她沒有轉身,偏過頭對婢女們使了個眼色,看著遠處二人悄無聲息地退下,才回頭看人。

“殿下”二字一出口,阿楚再不懂皇宮事務,也得猜到是什麼人了。

年幼的皇子穿著黑赤相間的直裾,身側跟著名藍衣無須的中年人。他的手緊緊捏住身邊人的衣擺,目光閃爍地看向她,膽怯又好奇。

阿楚眨眨眼。

不出意外的話,那位日後的漢獻帝、曾經的陳留王劉協還沒有出生,所以眼前這位應當是……

劉辯。

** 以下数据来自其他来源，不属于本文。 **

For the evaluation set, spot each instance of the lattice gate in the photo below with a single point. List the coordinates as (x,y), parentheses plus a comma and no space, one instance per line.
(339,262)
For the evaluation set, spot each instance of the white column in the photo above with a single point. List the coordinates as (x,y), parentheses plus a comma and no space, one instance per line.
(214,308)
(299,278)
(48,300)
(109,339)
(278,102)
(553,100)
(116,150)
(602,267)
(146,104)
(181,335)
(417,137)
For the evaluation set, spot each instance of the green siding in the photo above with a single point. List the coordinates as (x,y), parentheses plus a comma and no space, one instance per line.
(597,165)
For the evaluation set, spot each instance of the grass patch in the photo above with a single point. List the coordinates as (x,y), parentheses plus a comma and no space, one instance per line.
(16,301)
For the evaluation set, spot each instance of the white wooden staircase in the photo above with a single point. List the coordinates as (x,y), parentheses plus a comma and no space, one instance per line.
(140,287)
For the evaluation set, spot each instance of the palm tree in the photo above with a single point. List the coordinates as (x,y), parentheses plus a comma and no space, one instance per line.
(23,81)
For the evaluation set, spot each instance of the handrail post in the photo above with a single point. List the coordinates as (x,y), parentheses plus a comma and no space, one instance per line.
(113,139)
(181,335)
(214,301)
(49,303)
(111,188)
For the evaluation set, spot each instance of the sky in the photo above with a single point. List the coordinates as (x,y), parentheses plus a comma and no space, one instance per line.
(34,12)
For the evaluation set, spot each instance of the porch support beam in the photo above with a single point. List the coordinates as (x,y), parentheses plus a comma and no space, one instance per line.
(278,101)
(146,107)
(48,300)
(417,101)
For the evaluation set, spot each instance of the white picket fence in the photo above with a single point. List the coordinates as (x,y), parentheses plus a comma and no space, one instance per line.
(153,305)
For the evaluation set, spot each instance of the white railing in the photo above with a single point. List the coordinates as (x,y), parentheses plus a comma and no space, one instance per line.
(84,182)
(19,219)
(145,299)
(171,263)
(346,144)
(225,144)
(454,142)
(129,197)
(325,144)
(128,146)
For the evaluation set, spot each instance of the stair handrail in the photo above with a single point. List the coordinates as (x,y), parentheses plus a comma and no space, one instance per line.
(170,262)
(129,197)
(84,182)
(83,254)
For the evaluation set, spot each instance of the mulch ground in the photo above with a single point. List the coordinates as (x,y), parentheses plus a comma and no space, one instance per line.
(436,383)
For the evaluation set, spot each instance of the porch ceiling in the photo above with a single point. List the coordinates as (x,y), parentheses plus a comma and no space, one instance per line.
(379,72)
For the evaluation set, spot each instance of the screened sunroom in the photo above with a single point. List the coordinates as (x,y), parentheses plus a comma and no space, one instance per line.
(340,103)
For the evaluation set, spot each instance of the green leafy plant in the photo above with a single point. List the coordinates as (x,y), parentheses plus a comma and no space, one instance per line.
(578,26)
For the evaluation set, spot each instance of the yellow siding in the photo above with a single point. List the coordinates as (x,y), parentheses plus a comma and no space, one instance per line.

劉協的兄長,那個在位不到五個月、兩年後就被董卓毒殺的漢少帝。

阿楚端詳他:麵白發棕,脊背微曲,明明是皇帝唯一的兒子,通身卻無什麼皇家氣度,望向她時眼神空茫,看上去有些怯懦。

而旁邊那中年人,既跟著皇子,又沒有蓄須,名字又與十常侍中一人相同,多半就是宋典本人了。

阿楚又看了眼想往宦官身後躲藏、唯唯諾諾的孩童劉辯,在心裡直搖頭:東漢的幾代皇子都依附宦官,培養出來的孩子甚至不如尋常的世家子弟啊。

她心下感歎,動作卻不慢,乾脆地對著矮她一頭的劉辯行了禮:

“在下陽安長公主、不其侯之女,伏楚。”

劉辯露出了困惑的表情。

這孩子生母是屠戶出身,被選入掖庭才成為宮女,算是攀上高枝,因此對朝中事務一無所知;他自己年幼還木訥,身邊無人教導,因而隻知道“長公主”是父親的姐姐,卻不知道“不其侯”究竟什麼意思。

阿楚也不在乎小皇子是否聽說過自己,她對劉辯身邊的宋典更感興趣,可又不能明目張膽地怠慢皇子,隻好分出點餘光放在他身上。

宋典倒是一直不聲不響,隻是在聽到她的名字後抬起了頭,細細打量著阿楚。

阿楚不為所動。

狀況之外的劉辯更加茫然了。見阿楚沒有解釋自己身份的意圖,反而將注意力放到身旁的宋典身上,他猶豫了一下,終於還是回禮開口了:“我是劉辯。”

“我知道皇子辯,向您問安。”阿楚頷首,問,“殿下找我,有什麼事嗎?”

她一心記掛著被婢女們圍住看守的雲台。

母親與竇太後的談判一旦被人發現告發,便是最大的政治把柄,若是有心人推波助瀾,在天子麵前搬弄是非,恐怕又是一場腥風血雨了。

所以,她現在是沒有心情搭理這位皇子殿下的。

倘若隻是劉辯一個人,她倒是可以隨便找個借口離開。可惜現在宋典在場,這些宦官老奸巨猾,如今又將目光放在了她家,阿楚如果不按規矩來,難保這些人不會借題發揮。

實在為難呀。

劉辯訥訥道:“我……”

他“我”了半天,沒擠出一個字來。

反倒是一邊的宋典,忽然開口,聲音帶著宦官特有的尖細,腔調透著涼意,毒蛇似的纏上來:

“女公子一個人在花園,身邊既無侍婢也無護衛,長公主也舍得放行嗎?”

阿楚一愣,覺得他這話似有深意,再一想,才意識到,宋典這是在旁敲側擊陽安長公主的下落了。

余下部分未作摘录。